A book charting their official history is called Bristling with
Possibilities, and this season now bursts with potential after this thrilling win, in which Tommy Wright’s side recovered from going a goal down after only 15 minutes. Now a first major trophy lies tantalisingly in sight.
Central to this storyline was Stevie May, the 21-year-old local boy whose long hair marks him out as a target for opposition supporters.
The Aberdeen fans have taken greatest delight in mocking someone who, before yesterday, had never scored against the Pittodrie club. Focus on this failure perhaps unsettled some Aberdeen supporters, who feared what indeed came to pass. Not only did May break his duck, he emerged as the thrilling matchwinner with a sumptuous double, after Niall McGinn continued his return to scoring ways with the opener for Aberdeen.
But May stole the show after initially enduring the kind of frustration that has been his lot against Aberdeen this season. One chance fell to him in the opening half as St Johnstone fought to get back on level terms but he stabbed at it and Jamie Langfield was able to make a save with his legs.
“Who is Stevie May?” sang the Aberdeen fans again. They got their answer in the second half as May, benefiting from the change in tactics by which he was shifted out wide on the left, came into his own.
Aberdeen manager Derek McInnes needed no introduction to May – he helped develop him when he was Under-19 coach at St Johnstone, and then handed the striker his first-team debut after being promoted to manager. May’s performance yesterday showed McInnes nothing he did not already know about the player.
Both goals – his 24th and 25th of the season – were opportunist strikes. For the first, just after the hour mark, he turned one way and then the other on the edge of the box, before firing a left-footed shot into the far corner of Langfield’s net. Kenny Dalglish would have been proud of this strike.
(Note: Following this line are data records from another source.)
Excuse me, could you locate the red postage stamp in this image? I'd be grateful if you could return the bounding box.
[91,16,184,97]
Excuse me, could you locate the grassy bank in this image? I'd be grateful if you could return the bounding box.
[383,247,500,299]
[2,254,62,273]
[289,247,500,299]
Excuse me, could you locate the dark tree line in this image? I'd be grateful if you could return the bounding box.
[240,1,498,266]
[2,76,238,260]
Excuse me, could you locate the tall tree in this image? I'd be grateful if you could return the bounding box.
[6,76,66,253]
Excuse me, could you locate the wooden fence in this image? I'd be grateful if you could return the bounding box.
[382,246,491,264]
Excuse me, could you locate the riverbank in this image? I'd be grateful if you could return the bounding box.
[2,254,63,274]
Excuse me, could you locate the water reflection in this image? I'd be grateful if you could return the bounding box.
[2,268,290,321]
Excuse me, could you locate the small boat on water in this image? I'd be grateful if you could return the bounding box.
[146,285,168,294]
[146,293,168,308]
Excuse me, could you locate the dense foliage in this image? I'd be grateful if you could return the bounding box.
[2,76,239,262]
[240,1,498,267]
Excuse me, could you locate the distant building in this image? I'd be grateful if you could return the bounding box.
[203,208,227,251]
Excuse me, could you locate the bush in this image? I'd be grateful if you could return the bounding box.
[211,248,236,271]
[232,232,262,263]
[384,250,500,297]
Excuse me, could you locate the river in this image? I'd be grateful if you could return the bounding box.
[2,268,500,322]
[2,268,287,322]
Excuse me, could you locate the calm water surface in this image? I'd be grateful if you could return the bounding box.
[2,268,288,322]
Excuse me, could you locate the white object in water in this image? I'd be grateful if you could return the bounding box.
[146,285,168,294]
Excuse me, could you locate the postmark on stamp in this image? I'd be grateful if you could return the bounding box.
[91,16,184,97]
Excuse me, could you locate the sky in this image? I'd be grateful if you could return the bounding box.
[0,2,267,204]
May’s second goal was perhaps even better. After exchanging a one-two with Steven MacLean, the striker galloped on into the box, taking a touch to set himself up for the shot, which he seemed to almost toe-punt past Langfield, such was the power.
Now he must train his sights on Dundee United, against whom he has already scored a hat-trick this season.
Indeed, St Johnstone have already beaten their cup-final opponents twice during the current league campaign and meet them again this weekend in a top-six clash. On the only other occasions St Johnstone have reached finals, both times in the League Cup, they have faced either side of the Old Firm, making them clear underdogs. In next month’s case, although United will start as favourites, St Johnstone will know they have every chance to chalk up a first major trophy win.
For those interested in omens, yesterday did not start well for St Johnstone. McInnes named the same team for the third time in succession. Wright did not have the luxury of keeping his side intact, even had he wanted to. The significant piece of pre-match news was that Lee Croft, the former Manchester City midfielder, was unavailable due to a hamstring injury.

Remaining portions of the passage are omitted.